This has been a very interesting read. Kind of "de ja vue" all over again.
When I first went off to college - I realized, for the first time, there were people who didn't like guns and hunting. It was a shock to me.
I grew up as part of a family and community, that looked up to the best hunters. I believe I was in my teens before I realized they didn't shut school down for the first week of deer season because it was a holiday - but rather because no one came to school.
My family, having some part Ojibwe heritage, also admired good hunters. When I came home with meat - my mother praised me, and I got the best cut of meat.
When I was young, we were very poor. If I didn't do well hunting - we didn't eat well. It was beans and oatmeal the last week of every month. My father worked long hours, and the hunting fell to me. I never went out for sports. Hunting consumed my time. It was never a chore. I loved hunting. I loved matching wits with the animals I hunted. I loved the kill. I didn't (and don't) especially care for gutting deer, dragging them miles through the woods, skinning, and butchering them.
I remember my first taste of beef. I was 11. I thought it tasted strange.

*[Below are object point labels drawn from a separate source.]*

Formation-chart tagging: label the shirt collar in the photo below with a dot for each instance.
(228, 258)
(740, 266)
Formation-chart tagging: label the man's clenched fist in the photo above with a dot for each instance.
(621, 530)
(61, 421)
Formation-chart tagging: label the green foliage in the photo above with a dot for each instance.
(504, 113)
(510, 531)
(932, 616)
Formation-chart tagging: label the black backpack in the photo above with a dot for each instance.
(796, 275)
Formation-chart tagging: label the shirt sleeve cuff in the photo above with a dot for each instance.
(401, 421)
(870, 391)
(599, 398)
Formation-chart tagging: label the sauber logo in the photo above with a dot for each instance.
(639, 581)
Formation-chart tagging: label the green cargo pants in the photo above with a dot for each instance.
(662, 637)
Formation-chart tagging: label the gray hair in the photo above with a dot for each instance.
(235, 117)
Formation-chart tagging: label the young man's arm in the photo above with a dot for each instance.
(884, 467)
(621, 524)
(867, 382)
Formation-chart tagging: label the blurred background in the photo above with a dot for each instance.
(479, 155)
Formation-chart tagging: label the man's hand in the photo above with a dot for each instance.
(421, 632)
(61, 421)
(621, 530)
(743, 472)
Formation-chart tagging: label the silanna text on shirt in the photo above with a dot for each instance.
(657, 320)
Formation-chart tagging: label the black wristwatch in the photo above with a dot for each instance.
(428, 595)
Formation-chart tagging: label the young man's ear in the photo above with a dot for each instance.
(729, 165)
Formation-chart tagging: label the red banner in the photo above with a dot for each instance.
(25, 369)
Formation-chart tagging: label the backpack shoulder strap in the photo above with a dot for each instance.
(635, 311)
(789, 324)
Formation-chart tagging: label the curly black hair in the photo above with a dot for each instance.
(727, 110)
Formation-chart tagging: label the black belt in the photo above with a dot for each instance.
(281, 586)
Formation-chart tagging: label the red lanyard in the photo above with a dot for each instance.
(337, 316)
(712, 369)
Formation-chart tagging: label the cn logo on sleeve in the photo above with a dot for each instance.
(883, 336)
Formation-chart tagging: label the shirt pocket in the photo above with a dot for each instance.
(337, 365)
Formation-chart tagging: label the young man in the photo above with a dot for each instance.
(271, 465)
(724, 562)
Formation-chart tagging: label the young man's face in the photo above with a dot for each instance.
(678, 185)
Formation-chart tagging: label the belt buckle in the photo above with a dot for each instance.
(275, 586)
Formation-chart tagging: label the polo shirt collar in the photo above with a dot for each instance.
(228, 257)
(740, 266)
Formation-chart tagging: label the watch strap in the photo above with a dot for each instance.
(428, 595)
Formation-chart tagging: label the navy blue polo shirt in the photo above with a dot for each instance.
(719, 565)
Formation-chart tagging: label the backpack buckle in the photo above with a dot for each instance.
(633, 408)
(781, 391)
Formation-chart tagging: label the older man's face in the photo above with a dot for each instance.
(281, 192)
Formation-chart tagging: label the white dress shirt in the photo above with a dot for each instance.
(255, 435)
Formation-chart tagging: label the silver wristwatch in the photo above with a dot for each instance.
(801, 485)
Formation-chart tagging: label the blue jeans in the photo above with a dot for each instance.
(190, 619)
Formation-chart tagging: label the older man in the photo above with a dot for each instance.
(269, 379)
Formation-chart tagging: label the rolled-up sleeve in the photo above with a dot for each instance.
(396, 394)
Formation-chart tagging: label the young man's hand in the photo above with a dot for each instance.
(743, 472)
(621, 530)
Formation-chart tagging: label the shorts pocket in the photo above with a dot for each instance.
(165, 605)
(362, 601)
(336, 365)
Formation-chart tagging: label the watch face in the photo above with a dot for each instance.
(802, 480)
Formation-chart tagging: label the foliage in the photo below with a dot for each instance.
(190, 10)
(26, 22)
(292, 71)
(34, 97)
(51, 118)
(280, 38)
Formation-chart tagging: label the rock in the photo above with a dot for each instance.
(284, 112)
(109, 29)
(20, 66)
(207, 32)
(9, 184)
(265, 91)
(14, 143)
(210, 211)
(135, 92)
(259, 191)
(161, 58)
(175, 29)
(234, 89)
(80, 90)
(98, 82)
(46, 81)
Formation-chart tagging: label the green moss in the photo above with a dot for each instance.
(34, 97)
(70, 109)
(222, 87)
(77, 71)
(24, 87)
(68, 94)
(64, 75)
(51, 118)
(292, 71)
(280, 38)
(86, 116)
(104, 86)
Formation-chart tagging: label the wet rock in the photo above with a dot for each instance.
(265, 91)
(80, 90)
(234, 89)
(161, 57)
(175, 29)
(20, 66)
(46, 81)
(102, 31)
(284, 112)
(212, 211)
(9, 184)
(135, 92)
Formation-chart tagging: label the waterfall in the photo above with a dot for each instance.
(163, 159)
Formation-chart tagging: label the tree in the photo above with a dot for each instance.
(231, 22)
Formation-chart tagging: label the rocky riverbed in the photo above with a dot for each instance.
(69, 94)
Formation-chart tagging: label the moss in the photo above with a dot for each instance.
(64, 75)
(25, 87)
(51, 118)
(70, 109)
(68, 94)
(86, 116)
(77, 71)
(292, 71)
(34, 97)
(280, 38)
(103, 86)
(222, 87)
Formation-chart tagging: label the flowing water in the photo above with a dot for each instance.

I never liked to hunt bear so much. I guess I didn't feel any particular empathy with them, though my Ojibwe name is Makwa Bemosi (Bear Walking), and I've been told we are part of the bear clan (or totem). If I had tobacco, I would spread some at the site of the kill, but only because my grandfather would do it. I just never cared that much for the meat, though it is good canned. The fat however, we would collect and render. It is the best for baking or cooking of any grease. We would also use it, mixed with pine tar, for waterproofing shoes and moggasins.

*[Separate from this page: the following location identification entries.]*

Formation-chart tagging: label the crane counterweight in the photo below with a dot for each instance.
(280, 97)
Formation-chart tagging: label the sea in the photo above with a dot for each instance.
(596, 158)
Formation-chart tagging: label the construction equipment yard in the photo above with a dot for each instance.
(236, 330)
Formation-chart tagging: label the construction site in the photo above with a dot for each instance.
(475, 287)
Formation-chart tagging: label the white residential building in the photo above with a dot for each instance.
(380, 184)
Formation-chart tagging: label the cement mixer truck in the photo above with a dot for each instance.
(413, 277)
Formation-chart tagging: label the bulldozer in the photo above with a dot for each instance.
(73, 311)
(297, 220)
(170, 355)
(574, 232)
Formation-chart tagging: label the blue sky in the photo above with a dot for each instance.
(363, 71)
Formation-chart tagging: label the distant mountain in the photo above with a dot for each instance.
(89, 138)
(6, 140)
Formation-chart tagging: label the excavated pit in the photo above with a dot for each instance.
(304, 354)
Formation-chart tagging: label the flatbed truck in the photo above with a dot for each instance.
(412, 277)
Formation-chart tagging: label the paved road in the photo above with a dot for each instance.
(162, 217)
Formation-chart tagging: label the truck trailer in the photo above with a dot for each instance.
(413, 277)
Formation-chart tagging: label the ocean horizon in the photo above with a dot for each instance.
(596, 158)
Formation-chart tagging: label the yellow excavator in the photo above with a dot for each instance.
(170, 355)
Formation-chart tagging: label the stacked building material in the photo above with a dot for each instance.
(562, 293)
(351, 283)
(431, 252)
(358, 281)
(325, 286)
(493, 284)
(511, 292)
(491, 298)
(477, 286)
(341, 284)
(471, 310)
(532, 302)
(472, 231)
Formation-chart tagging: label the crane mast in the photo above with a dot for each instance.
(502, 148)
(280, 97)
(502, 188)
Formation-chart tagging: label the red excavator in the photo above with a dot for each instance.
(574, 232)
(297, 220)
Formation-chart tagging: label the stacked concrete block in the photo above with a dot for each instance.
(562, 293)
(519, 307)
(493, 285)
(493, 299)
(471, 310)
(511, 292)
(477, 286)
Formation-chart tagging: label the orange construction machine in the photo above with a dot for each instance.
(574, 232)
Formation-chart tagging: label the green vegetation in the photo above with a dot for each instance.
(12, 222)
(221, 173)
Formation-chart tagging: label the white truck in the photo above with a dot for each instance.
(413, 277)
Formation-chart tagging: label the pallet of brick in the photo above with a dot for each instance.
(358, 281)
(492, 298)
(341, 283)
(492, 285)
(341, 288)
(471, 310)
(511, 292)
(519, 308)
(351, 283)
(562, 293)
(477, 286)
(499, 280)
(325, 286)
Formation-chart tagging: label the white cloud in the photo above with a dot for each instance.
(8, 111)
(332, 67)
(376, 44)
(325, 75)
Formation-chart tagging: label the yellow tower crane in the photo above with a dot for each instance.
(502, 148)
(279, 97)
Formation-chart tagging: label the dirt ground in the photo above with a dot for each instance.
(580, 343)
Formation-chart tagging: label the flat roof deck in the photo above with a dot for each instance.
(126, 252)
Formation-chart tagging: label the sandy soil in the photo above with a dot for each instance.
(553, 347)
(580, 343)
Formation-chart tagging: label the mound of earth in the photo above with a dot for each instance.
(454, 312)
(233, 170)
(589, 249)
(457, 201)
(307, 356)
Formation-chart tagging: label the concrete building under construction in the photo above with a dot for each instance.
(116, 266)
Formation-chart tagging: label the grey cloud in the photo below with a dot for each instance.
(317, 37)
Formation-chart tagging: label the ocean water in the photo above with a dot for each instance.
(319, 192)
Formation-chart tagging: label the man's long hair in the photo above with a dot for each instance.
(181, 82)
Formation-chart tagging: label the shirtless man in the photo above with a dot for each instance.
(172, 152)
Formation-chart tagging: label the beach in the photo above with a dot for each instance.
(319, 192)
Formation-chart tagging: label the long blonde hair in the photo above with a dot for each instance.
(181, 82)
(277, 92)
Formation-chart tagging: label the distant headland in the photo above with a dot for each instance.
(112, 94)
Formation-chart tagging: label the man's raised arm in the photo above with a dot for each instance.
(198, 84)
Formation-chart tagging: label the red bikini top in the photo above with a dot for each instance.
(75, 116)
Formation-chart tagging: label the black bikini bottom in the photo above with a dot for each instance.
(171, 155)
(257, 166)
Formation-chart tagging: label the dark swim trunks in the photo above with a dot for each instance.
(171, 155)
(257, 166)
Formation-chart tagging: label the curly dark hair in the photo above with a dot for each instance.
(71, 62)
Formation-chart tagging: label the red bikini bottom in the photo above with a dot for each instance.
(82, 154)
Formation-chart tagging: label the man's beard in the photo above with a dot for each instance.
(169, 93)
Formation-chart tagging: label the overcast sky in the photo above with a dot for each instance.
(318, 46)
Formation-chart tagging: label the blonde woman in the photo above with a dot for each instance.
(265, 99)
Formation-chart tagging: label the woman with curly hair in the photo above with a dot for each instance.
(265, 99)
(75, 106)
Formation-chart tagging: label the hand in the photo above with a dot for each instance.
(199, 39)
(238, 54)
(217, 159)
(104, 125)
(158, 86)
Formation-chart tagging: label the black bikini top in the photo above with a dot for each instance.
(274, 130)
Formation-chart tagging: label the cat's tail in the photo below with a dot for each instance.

Hunting moose is a chore. They can see almost 360 degrees, and are hard to sneak up on. Hunting them is a challenge - unless you happen on one. Often they are in a river - and you want to wait until they get up on shore - - which leaves you little time for a shot before they dissappear into the brush. If you shoot one in the river - you have a terrible time getting them up on shore. Large ones easy go over half a ton. Getting them dressed and quartered is also a lot of work. To dress a moose, we try to prop it on its rear legs - like an A-frame. You take your knife and start your cut. you end up in the gut cavity , hoping you don't get buried by 250 pounds of guts. It is a very bloody job. If you've shot them back in, transport, usually by canoe, is a lot of work.

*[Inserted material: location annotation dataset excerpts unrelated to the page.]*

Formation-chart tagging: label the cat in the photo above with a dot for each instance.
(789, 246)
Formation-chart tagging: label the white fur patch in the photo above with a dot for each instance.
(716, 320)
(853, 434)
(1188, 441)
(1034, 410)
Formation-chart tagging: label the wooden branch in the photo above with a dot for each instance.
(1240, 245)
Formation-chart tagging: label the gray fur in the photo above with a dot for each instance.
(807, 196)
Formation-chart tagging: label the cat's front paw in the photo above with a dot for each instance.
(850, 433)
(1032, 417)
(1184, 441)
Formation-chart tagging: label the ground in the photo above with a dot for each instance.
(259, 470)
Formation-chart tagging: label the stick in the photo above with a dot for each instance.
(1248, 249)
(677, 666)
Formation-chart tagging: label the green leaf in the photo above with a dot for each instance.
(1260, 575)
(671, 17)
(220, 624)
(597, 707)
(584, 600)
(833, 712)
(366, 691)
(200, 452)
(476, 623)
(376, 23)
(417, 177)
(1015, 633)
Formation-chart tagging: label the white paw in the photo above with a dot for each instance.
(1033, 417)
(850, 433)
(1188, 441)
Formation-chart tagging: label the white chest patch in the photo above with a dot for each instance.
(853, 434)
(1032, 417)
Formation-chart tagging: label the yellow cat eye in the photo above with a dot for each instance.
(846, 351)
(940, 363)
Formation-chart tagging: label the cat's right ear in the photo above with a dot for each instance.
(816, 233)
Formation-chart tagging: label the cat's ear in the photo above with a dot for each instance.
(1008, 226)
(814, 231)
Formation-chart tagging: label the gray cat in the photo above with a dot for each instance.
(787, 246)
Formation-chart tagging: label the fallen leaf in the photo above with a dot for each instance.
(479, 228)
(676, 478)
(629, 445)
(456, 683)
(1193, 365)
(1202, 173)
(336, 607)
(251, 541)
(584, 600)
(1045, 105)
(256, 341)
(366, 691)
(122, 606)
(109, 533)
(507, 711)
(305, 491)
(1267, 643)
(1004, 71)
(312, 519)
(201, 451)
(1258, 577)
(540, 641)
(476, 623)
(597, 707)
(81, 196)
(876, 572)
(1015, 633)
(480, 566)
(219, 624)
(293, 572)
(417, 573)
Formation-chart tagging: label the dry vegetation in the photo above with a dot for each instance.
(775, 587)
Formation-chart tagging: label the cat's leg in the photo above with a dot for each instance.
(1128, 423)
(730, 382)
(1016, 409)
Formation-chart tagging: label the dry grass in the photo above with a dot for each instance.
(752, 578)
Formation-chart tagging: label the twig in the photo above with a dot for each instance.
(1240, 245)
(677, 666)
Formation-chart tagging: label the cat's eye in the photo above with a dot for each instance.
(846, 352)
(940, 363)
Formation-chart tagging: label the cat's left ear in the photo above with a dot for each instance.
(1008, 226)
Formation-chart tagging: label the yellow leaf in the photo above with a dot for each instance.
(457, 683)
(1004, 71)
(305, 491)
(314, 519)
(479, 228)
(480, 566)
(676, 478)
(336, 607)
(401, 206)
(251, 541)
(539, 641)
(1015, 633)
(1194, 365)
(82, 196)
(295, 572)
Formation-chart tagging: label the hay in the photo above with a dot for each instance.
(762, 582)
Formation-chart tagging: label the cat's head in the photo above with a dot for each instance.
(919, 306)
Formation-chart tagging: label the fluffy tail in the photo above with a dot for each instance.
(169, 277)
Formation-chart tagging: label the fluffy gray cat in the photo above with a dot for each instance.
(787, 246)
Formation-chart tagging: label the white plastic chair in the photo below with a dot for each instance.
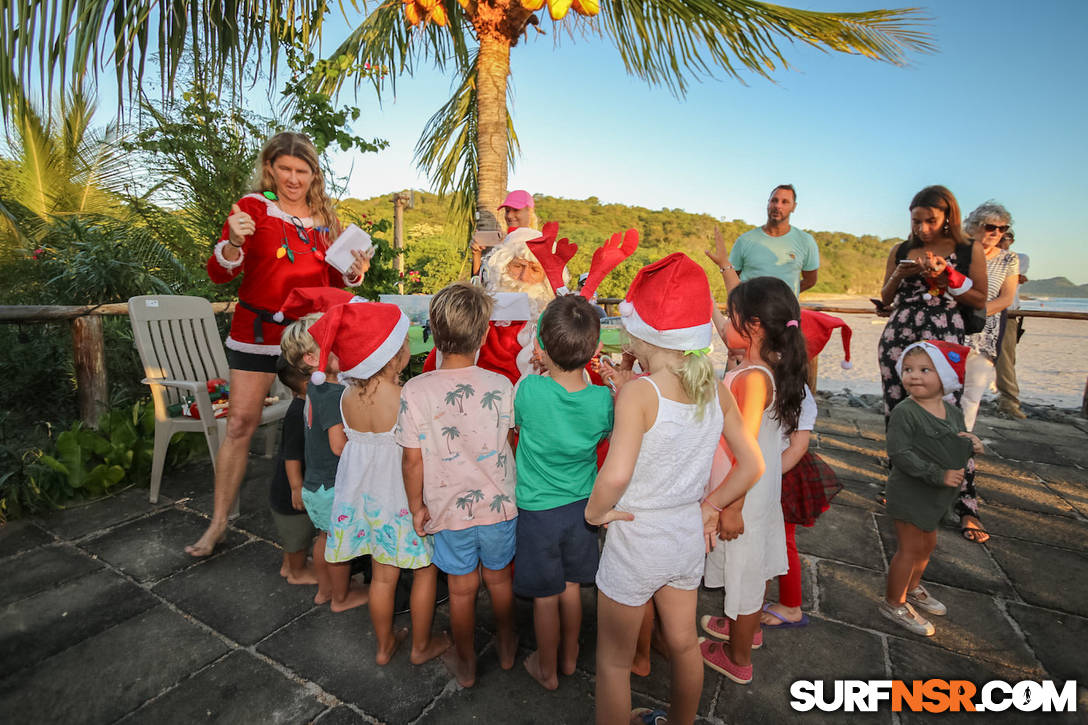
(180, 347)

I first began hunting in 1962. Now, I usually take five to ten deer a year , and I've taken many bear and several moose (part of my job is tracking and killing car injured deer, bear, and ocassionally a moose). Also, I hunt hare, grouse, and grey squirrel, which is my favorite game meat. When I was young, we would also eat beaver and muskrat - which we trapped.
I'm not so poor now. But, if I didn't hunt, to supplement our diet, make our own sugar, harvest wild rice, pick berries, net whitefish, and keep a garden - we would probably have to move to a city and live in an apartment. I sure wouldn't want to do that.